Few large cities are governed by Republicans — only 26 of the 100 largest U.S. cities have Republican mayors — making apples-to-apples comparisons difficult. But cities that do have Republican mayors do not have lower murder rates than similarly sized Democratic-led cities, the study found.
Some experts warn against the impulse to use crime data to score quick political points.
“Being a Republican or Democratic state or city is correlated with many other issues,” David Weisburd, a professor of criminology and executive director of the Center for Evidence-Based Crime Policy at George Mason University, wrote in an email to Yahoo News. “That means that the murder rate may be due to the state being Republican, or it may be due to the fact that Republican states have many other risk factors related to crime or murder rates. Even with a very comprehensive modeling of all of these factors, it is very difficult to get a valid causal result for explaining crime rates.”
That argument cuts both ways, however. Weisburd also thinks the claims of Trump and other Republicans who say Democrats have caused a crime wave in the cities and states they govern are unfounded. “I don't think this argument can be supported no matter which way you go,” Weisburd said.
Murder rates in the U.S. rose dramatically in 2020 from record lows, and the increases are similar across states — regardless of partisan preference. For homicides in 2020, Third Way found a 32.2% uptick in Trump-backing states versus a 30.8% rise in those that voted for Biden. Some states with large cities, such as New York and Pennsylvania, saw larger-than-average increases: New York went up 47% and Pennsylvania is up 39%. But the largest increases were in rural, Republican-led states, including Montana (+84%) and South Dakota (+81%).

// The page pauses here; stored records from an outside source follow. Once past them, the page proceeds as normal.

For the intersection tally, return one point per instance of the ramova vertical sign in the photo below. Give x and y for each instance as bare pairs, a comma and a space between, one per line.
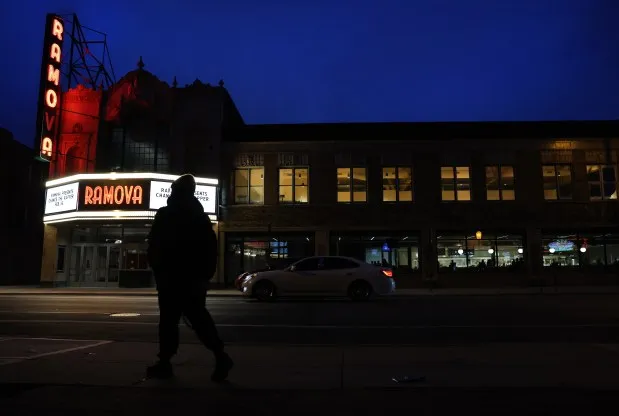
50, 86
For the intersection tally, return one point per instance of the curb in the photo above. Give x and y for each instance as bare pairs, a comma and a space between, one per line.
437, 293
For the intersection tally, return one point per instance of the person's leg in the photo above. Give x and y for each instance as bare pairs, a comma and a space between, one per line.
203, 325
170, 309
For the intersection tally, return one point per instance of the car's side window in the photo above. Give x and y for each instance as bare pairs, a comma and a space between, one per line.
338, 263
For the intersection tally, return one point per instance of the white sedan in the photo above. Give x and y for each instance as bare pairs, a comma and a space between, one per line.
329, 275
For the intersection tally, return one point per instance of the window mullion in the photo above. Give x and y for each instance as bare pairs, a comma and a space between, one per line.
294, 178
455, 173
500, 179
397, 184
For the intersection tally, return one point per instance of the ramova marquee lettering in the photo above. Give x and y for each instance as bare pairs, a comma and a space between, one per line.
113, 195
50, 84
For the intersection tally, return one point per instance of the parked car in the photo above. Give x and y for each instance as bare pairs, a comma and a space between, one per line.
328, 275
274, 264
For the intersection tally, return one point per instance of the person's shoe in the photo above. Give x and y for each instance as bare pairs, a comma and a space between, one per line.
161, 370
223, 365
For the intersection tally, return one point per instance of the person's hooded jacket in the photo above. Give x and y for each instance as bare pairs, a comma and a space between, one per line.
182, 246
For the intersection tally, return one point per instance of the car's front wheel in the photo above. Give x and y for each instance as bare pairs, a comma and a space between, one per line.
265, 291
360, 290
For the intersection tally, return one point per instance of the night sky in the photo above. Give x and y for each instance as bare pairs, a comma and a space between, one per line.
346, 60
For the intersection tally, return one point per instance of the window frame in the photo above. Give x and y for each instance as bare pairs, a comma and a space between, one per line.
556, 176
454, 168
249, 185
351, 185
293, 186
601, 180
397, 184
499, 167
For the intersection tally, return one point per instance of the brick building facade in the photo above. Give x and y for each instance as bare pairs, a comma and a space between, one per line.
541, 196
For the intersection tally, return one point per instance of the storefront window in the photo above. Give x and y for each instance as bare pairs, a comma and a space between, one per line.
398, 250
590, 250
561, 250
251, 252
491, 251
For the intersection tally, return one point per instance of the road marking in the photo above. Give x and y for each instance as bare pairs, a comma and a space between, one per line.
353, 327
70, 313
47, 354
50, 339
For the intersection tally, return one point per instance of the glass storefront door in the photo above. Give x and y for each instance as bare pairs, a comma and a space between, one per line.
94, 265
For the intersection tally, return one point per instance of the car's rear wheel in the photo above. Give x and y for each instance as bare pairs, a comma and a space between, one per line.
360, 291
265, 291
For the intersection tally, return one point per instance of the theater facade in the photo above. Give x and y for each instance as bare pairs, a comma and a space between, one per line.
113, 158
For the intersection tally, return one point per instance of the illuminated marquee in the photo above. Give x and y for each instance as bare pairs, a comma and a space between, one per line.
50, 86
113, 195
106, 196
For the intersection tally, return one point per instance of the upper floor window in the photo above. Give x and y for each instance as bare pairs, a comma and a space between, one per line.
557, 181
294, 185
602, 181
397, 184
249, 186
455, 183
352, 185
500, 183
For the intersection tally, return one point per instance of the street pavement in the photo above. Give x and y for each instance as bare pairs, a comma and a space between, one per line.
390, 321
509, 354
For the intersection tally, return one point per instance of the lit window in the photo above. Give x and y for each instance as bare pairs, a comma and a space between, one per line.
500, 183
351, 185
455, 183
293, 185
602, 181
557, 181
249, 186
397, 184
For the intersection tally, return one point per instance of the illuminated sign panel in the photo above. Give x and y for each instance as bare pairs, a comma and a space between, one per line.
47, 121
61, 198
123, 195
206, 194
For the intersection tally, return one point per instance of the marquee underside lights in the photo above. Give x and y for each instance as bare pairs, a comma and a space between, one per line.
130, 175
95, 216
114, 196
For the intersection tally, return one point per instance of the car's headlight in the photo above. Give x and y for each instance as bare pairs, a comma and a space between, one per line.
249, 277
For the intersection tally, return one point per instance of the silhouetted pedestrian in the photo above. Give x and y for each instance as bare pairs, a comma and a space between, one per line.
182, 253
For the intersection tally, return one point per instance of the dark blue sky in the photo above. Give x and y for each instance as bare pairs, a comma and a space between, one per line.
347, 60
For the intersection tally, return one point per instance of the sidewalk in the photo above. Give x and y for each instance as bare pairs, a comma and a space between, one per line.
81, 377
33, 290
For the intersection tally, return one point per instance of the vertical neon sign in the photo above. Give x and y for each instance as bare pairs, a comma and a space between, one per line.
49, 102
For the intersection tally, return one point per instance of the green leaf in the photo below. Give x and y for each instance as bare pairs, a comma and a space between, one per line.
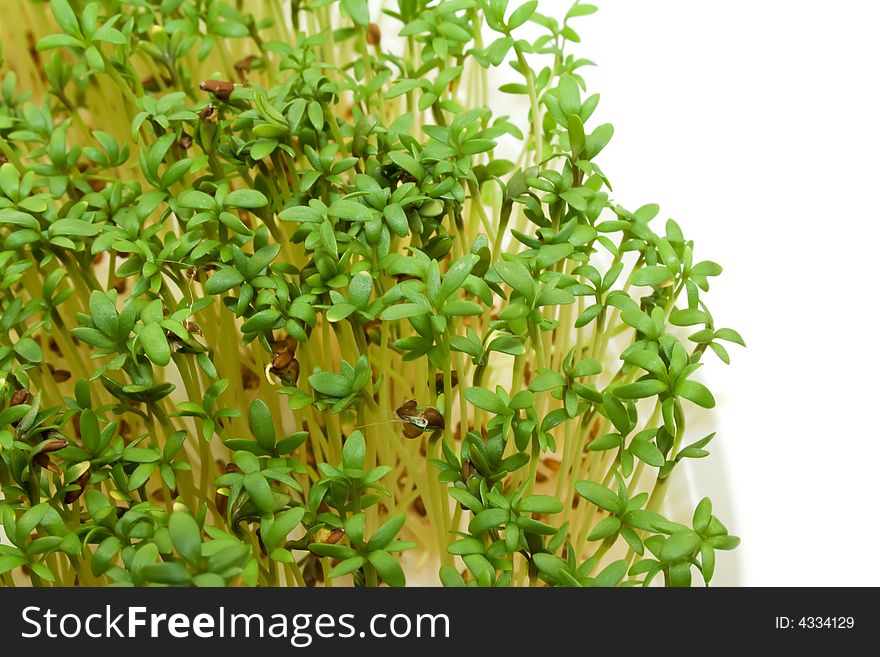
522, 14
640, 389
653, 275
223, 280
403, 311
330, 384
260, 422
612, 574
702, 515
29, 350
680, 545
384, 535
455, 276
155, 344
599, 495
65, 17
604, 528
260, 492
350, 210
488, 519
695, 392
261, 321
487, 400
547, 380
540, 504
568, 94
647, 451
186, 536
283, 524
388, 568
517, 276
245, 198
354, 452
358, 11
598, 139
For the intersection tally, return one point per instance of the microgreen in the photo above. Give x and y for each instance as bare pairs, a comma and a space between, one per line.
276, 309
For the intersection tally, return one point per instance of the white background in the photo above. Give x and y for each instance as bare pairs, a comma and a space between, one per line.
755, 125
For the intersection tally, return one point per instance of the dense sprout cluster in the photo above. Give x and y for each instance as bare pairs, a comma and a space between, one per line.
275, 310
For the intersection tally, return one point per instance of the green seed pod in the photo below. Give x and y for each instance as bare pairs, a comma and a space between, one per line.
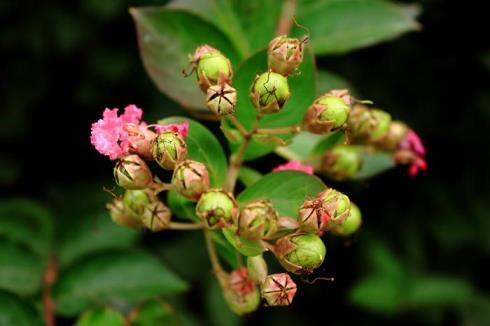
395, 135
212, 67
221, 99
257, 220
217, 208
328, 209
300, 254
257, 268
383, 121
168, 149
269, 92
285, 54
351, 224
241, 293
123, 216
190, 179
367, 125
137, 200
328, 112
278, 289
131, 172
342, 162
156, 216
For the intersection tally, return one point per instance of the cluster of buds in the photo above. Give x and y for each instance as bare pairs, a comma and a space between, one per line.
270, 90
329, 112
132, 144
140, 208
214, 76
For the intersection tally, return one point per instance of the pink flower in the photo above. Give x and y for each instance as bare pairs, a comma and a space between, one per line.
412, 152
180, 128
413, 143
109, 136
294, 166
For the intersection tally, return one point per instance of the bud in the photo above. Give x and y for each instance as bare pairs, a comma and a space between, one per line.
156, 216
139, 138
212, 67
351, 224
221, 99
394, 137
190, 179
368, 125
300, 254
258, 220
217, 208
269, 92
383, 121
278, 289
342, 162
241, 293
328, 112
168, 149
336, 204
121, 215
137, 200
257, 268
285, 54
131, 172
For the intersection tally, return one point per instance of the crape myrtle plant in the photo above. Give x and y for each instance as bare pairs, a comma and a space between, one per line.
174, 176
249, 69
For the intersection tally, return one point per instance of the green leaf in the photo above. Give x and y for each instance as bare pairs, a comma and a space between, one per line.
101, 317
285, 189
433, 291
244, 246
122, 277
155, 312
327, 142
248, 176
181, 206
217, 309
302, 87
378, 294
225, 249
27, 223
202, 146
250, 25
374, 163
93, 233
21, 270
15, 311
339, 26
166, 38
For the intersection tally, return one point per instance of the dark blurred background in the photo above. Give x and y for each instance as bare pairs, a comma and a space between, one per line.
64, 62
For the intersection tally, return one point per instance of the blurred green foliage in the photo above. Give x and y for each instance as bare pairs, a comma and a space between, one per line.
422, 254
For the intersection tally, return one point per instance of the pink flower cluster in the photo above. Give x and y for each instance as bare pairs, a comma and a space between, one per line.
413, 143
294, 166
116, 136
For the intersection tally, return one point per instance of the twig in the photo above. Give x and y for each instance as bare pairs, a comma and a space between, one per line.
49, 278
185, 226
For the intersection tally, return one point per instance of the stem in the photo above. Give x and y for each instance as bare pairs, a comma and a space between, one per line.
49, 278
286, 19
238, 125
236, 160
280, 130
213, 257
185, 226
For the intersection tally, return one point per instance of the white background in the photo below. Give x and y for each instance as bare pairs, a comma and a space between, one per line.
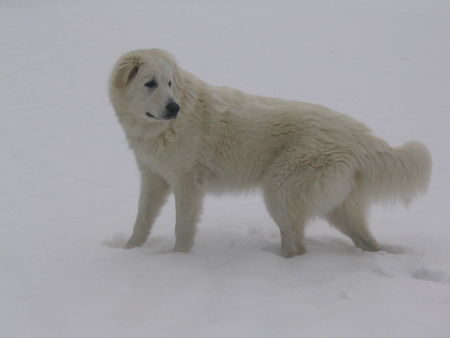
69, 185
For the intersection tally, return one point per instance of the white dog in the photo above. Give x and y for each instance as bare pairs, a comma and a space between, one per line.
190, 137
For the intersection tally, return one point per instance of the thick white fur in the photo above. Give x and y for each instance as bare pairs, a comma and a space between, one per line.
307, 159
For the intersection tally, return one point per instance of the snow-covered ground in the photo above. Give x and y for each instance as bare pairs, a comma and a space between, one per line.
69, 184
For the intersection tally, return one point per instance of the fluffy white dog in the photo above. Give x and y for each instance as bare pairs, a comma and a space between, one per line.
190, 138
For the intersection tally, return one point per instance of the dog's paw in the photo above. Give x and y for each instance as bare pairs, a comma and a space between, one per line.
134, 242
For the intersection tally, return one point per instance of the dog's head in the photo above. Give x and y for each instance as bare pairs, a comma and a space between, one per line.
146, 82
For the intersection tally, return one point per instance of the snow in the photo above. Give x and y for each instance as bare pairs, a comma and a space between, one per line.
69, 184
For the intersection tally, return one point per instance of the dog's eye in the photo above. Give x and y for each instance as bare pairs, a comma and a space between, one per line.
152, 84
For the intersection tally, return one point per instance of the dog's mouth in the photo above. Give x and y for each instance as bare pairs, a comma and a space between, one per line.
169, 116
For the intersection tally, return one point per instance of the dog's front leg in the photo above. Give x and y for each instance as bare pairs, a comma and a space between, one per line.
153, 194
188, 203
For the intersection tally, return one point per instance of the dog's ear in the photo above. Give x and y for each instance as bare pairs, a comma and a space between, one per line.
126, 70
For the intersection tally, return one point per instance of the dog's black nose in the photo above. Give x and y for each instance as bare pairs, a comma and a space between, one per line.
172, 109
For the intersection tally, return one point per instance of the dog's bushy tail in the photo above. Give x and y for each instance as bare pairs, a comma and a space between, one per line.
399, 174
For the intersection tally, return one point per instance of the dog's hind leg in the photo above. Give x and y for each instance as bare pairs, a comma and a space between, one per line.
291, 228
152, 196
188, 203
350, 219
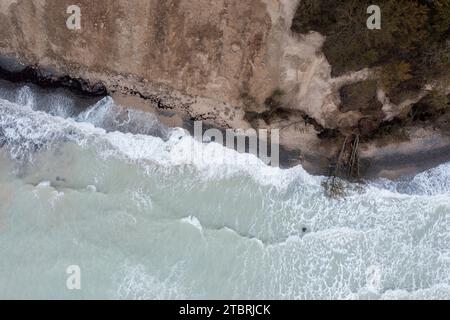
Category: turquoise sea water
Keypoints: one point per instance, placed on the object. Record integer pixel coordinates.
(123, 197)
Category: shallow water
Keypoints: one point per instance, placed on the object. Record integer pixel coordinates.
(127, 200)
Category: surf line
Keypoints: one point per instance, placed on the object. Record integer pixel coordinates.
(196, 311)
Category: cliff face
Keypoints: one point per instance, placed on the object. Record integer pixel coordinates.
(221, 50)
(231, 63)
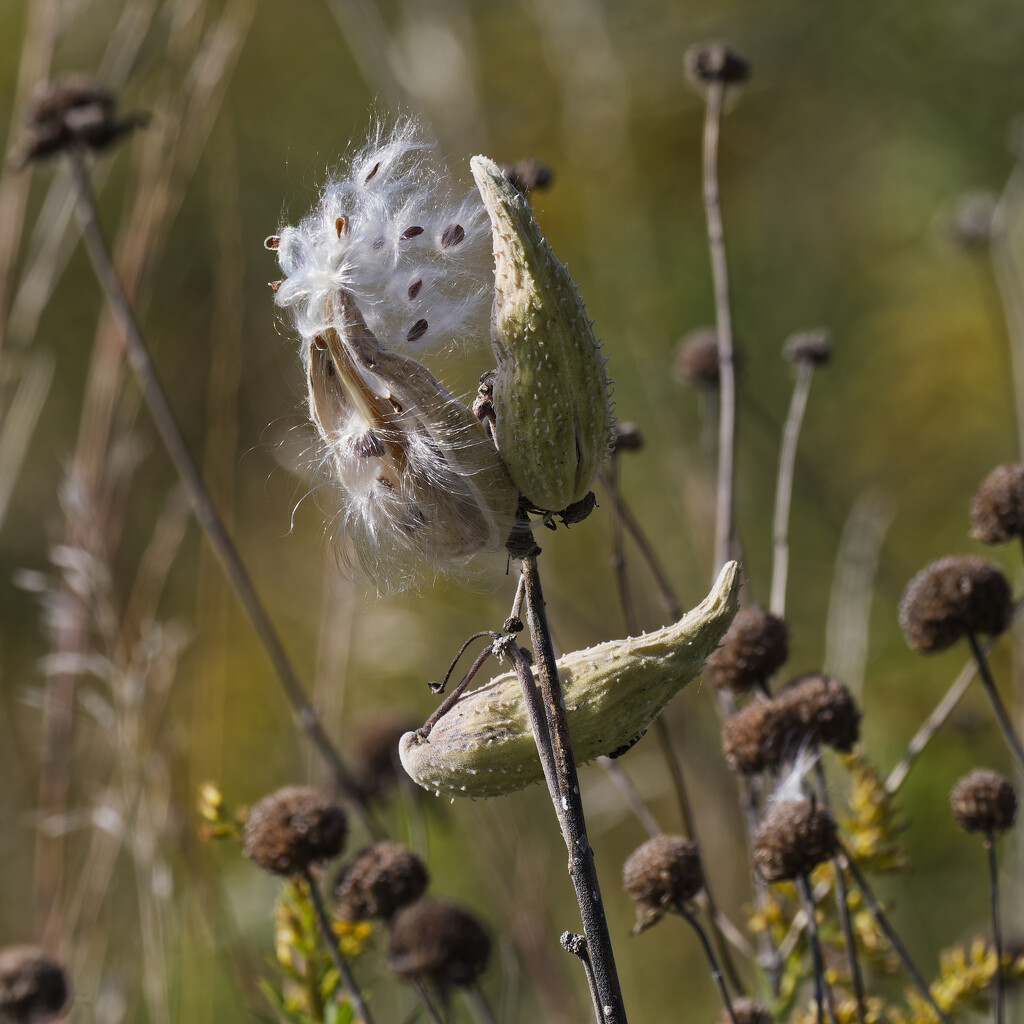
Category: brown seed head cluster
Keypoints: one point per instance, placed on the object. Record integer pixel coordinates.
(952, 596)
(664, 870)
(795, 836)
(380, 881)
(709, 62)
(809, 346)
(984, 801)
(70, 112)
(997, 508)
(292, 828)
(437, 941)
(33, 985)
(696, 358)
(757, 644)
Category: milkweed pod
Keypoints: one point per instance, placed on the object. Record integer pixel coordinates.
(483, 745)
(552, 411)
(422, 487)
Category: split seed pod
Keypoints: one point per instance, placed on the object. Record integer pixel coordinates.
(483, 747)
(552, 413)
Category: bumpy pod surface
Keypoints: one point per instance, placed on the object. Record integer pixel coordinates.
(484, 748)
(552, 413)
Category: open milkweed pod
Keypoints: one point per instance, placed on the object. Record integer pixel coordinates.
(422, 486)
(483, 745)
(552, 413)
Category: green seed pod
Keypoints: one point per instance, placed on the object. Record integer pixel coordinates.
(483, 745)
(552, 414)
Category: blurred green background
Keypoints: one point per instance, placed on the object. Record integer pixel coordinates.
(860, 125)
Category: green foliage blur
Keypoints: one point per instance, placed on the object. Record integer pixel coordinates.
(860, 126)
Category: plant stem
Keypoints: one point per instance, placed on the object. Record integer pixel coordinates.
(213, 526)
(723, 320)
(569, 807)
(783, 487)
(993, 896)
(334, 949)
(894, 940)
(1006, 726)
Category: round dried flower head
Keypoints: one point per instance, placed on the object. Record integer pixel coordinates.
(809, 346)
(757, 644)
(984, 801)
(292, 828)
(826, 710)
(760, 735)
(997, 508)
(952, 596)
(795, 836)
(696, 358)
(662, 871)
(708, 62)
(381, 880)
(747, 1012)
(437, 941)
(33, 985)
(375, 752)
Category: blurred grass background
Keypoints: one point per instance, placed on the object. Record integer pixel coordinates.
(859, 126)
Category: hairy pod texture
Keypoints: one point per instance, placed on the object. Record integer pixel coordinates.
(484, 748)
(552, 411)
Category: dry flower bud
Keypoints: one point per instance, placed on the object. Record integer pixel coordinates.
(795, 836)
(997, 508)
(825, 709)
(437, 941)
(664, 870)
(379, 882)
(757, 644)
(952, 596)
(552, 412)
(292, 828)
(483, 747)
(33, 985)
(984, 801)
(708, 62)
(809, 346)
(696, 358)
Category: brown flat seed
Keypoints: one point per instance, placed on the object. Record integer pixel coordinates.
(452, 236)
(417, 331)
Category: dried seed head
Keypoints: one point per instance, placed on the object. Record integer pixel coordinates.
(626, 437)
(696, 358)
(292, 828)
(528, 174)
(760, 735)
(709, 62)
(950, 597)
(33, 985)
(825, 709)
(437, 941)
(664, 870)
(375, 753)
(757, 644)
(483, 747)
(380, 881)
(997, 508)
(984, 801)
(747, 1012)
(795, 836)
(809, 346)
(552, 410)
(70, 112)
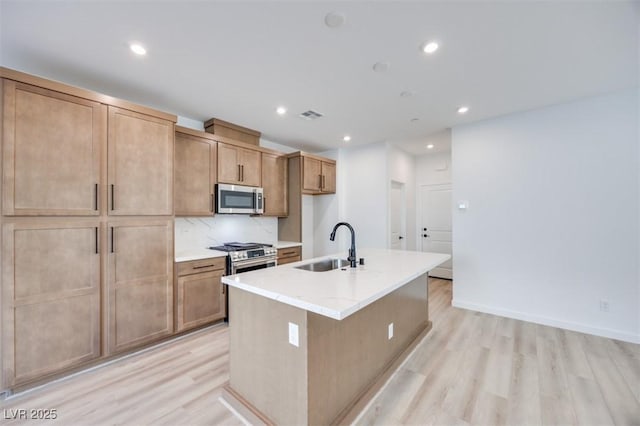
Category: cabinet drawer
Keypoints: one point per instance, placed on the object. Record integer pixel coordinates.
(202, 265)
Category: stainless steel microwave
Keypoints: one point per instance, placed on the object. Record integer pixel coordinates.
(236, 199)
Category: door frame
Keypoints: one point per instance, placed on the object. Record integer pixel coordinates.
(419, 213)
(403, 213)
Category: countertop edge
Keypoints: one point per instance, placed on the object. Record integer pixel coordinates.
(323, 310)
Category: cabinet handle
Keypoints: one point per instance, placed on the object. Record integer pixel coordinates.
(203, 266)
(95, 197)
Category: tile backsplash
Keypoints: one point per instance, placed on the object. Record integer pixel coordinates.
(203, 232)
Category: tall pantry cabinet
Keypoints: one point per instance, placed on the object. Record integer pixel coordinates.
(87, 227)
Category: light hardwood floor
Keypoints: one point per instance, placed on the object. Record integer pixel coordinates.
(472, 368)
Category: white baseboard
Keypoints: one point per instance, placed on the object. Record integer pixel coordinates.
(582, 328)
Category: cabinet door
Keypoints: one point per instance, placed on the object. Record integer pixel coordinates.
(140, 282)
(52, 151)
(274, 182)
(311, 175)
(51, 293)
(200, 299)
(228, 164)
(195, 173)
(250, 167)
(328, 177)
(140, 164)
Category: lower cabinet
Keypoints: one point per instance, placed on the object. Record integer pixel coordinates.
(139, 282)
(200, 296)
(51, 297)
(289, 255)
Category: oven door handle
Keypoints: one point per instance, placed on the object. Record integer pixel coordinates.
(245, 263)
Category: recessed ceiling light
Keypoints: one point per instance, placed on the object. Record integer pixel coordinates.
(430, 47)
(334, 20)
(381, 66)
(138, 49)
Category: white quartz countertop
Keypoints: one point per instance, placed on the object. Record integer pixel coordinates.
(197, 254)
(338, 293)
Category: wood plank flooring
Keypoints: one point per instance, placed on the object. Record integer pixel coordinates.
(472, 369)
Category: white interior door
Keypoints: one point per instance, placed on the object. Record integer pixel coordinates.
(435, 229)
(397, 226)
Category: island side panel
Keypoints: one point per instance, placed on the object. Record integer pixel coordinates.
(345, 357)
(265, 369)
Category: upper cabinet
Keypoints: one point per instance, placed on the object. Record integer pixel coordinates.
(274, 182)
(238, 165)
(195, 173)
(232, 131)
(52, 148)
(318, 175)
(68, 155)
(140, 162)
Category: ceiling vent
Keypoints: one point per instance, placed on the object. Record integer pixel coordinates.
(310, 115)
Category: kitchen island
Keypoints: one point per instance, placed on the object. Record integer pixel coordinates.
(311, 347)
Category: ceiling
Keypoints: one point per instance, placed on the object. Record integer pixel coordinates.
(238, 61)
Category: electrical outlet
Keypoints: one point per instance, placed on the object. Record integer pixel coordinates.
(293, 334)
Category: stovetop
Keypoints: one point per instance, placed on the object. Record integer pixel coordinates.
(236, 246)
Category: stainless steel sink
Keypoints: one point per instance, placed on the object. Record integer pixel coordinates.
(324, 265)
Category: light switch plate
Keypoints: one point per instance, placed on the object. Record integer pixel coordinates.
(293, 334)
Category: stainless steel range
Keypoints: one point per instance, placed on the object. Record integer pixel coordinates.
(244, 257)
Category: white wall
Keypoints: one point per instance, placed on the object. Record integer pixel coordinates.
(202, 232)
(402, 169)
(552, 226)
(364, 196)
(326, 212)
(433, 169)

The higher national murder rate is naturally causing public concern, although violent crime does remain far below its early 1990s high point. “Using the FBI data, the violent crime rate fell 49% between 1993 and 2019,” from 757 incidents per 100,000 people to 379 per 100,000, the Pew Research Center noted last November. Between 2019 and 2020, the murder rate jumped from 6 homicides per 100,000 people to 7.8 homicides per 100,000, but that was still 22% below the rate in 1991 of 10 homicides per 100,000.